A prospective comparison of terbutaline and magnesium for tocolysis

To compare the tocolytic efficacy and side effects of parenteral and oral magnesium and terbutaline.

Ninety-eight patients in labor between 23-35 weeks were prospectively entered into a controlled trial of intravenous and oral magnesium versus subcutaneous and oral terbutaline. Tocolytic effectiveness was judged by delay of delivery for 48 hours or 1 week, and to 37 weeks or more. The need to change therapy to the alternate drug was identified, as were side effects. Entrance characteristics of the population, initial pelvic examination, and concomitant infection or cervicovaginal isolates were noted. Outcomes included gestational age at delivery, birth weights, and Apgar scores. Outcome analysis was based on initial tocolytic therapy.

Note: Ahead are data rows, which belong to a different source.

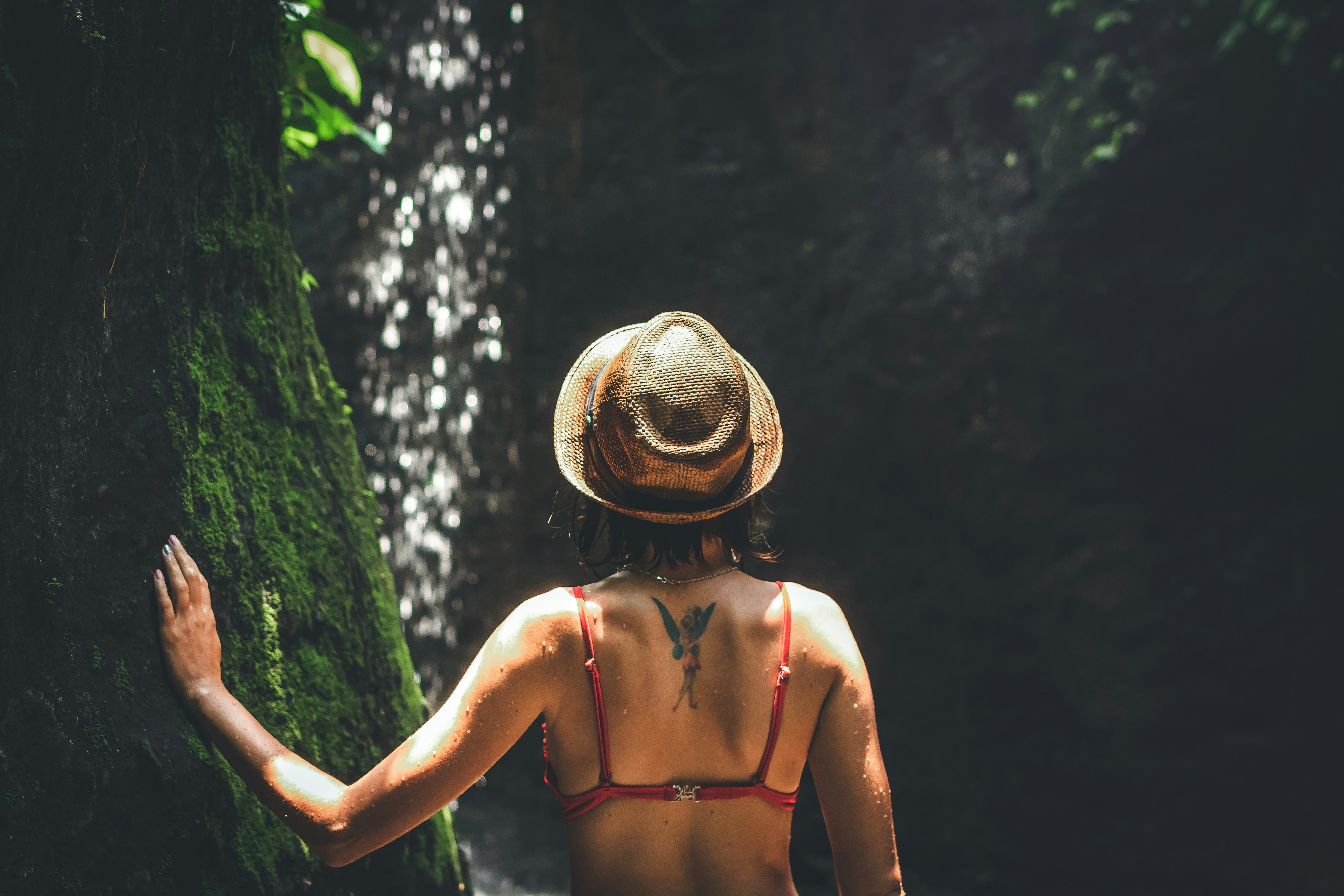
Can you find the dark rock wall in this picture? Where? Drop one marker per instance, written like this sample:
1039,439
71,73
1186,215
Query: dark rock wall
161,373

Significantly more patients in the magnesium group delivered at 37 weeks or more: 34 of 46 versus 27 of 52 (P < .05). No significant differences were found for delivery by 48 hours or 1 week. The interval between treatment and delivery was greater for magnesium: 7.1 +/- 3.9 versus 5.0 +/- 3.2 weeks (P < .005). Failure to achieve 37 completed weeks was more often due to obstetric complications than to preterm labor itself. Tocolytic effectiveness was reduced if secondary therapy or re-treatment was required or if the patient had cervical dilatation of 3 cm or greater. Infectious complications were common but were not associated with tocolytic effectiveness. Side effects were more noticeable with oral magnesium and subcutaneous terbutaline.

For short-term tocolysis, no significant difference was found between magnesium and terbutaline. Magnesium was associated with a higher term delivery rate. Idiopathic preterm labor accounted for only a small part of the overall prematurity in the study population.